Daniel James, 23, killed himself on 12 September, more than a year after a rugby accident which left him paralysed from the chest down.

Liberal Swiss laws have allowed Dignitas, founded in 1998, to offer assisted suicides legally and so far more than 600 people have died at its clinics.

Before his death, Mr Ewert said: "I'd like to continue. The thing is that I really can't.

"I can't take that risk, that's choosing to be tortured rather than end this journey and start the next one.

"If I go through with it, I die, as I must at some point.

"If I don't go through with it, my choice is to suffer, for my family to suffer and then die.

"The fact that I know the date I'm going to die simply makes definite what was previously indefinite."

He added: "When you are completely paralysed, can't talk, can't walk, can't move your eyes, how do you let someone know that you are suffering?"

In his moving letter to his two adult children, who appear in the programme, he wrote: "This is a journey I must make.

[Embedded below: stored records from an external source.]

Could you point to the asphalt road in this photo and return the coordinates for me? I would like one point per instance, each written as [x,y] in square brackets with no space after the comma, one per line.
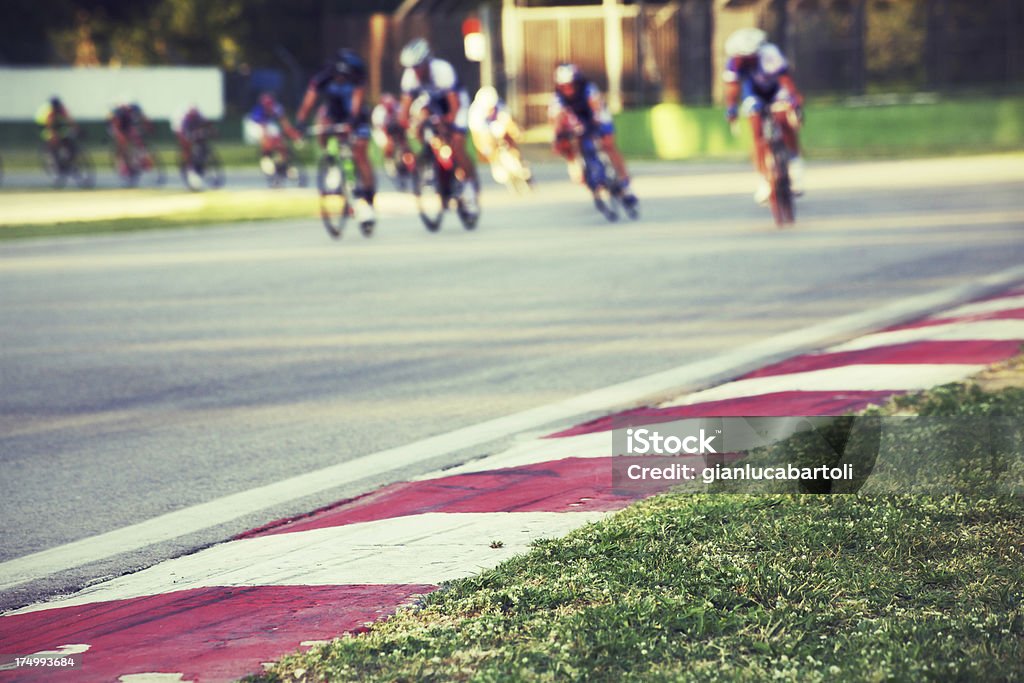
[146,373]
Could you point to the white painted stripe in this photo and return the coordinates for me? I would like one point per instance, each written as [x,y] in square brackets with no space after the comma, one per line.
[987,306]
[534,450]
[964,331]
[844,378]
[395,461]
[419,549]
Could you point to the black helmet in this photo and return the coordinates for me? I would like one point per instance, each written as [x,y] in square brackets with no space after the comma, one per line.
[349,65]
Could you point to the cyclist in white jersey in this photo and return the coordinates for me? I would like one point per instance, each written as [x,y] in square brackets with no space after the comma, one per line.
[436,82]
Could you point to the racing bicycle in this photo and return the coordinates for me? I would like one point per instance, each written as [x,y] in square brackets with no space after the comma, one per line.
[205,169]
[437,184]
[397,166]
[777,158]
[337,180]
[601,179]
[508,167]
[137,162]
[69,160]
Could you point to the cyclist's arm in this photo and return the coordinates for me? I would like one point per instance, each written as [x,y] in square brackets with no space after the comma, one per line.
[786,82]
[732,98]
[287,126]
[596,103]
[308,101]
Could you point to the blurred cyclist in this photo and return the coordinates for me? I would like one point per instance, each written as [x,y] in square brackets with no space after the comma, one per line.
[757,75]
[266,121]
[489,123]
[58,129]
[342,84]
[578,109]
[127,123]
[188,125]
[436,81]
[492,126]
[387,130]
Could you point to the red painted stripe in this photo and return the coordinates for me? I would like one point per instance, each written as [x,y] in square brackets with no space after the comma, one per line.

"At the same time I hope this is not the cause of major distress to my dear sweet wife, who will have the greatest loss, as we have been together for 37 years in the greatest intimacy."

Sky defended the decision to broadcast the film.

Barbara Gibbon, head of Sky Real Lives, said: "This is an issue that more and more people are confronting and this documentary is an informative, articulate and educated insight into the decisions some people have to make.

"I think it's important that TV broadcasters, and particularly Sky Real Lives, can stimulate debate about this issue through powerful, individual and engaging stories and give this subject a wider airing."

* Right To Die? will be broadcast tonight on Sky Real Lives at 9pm.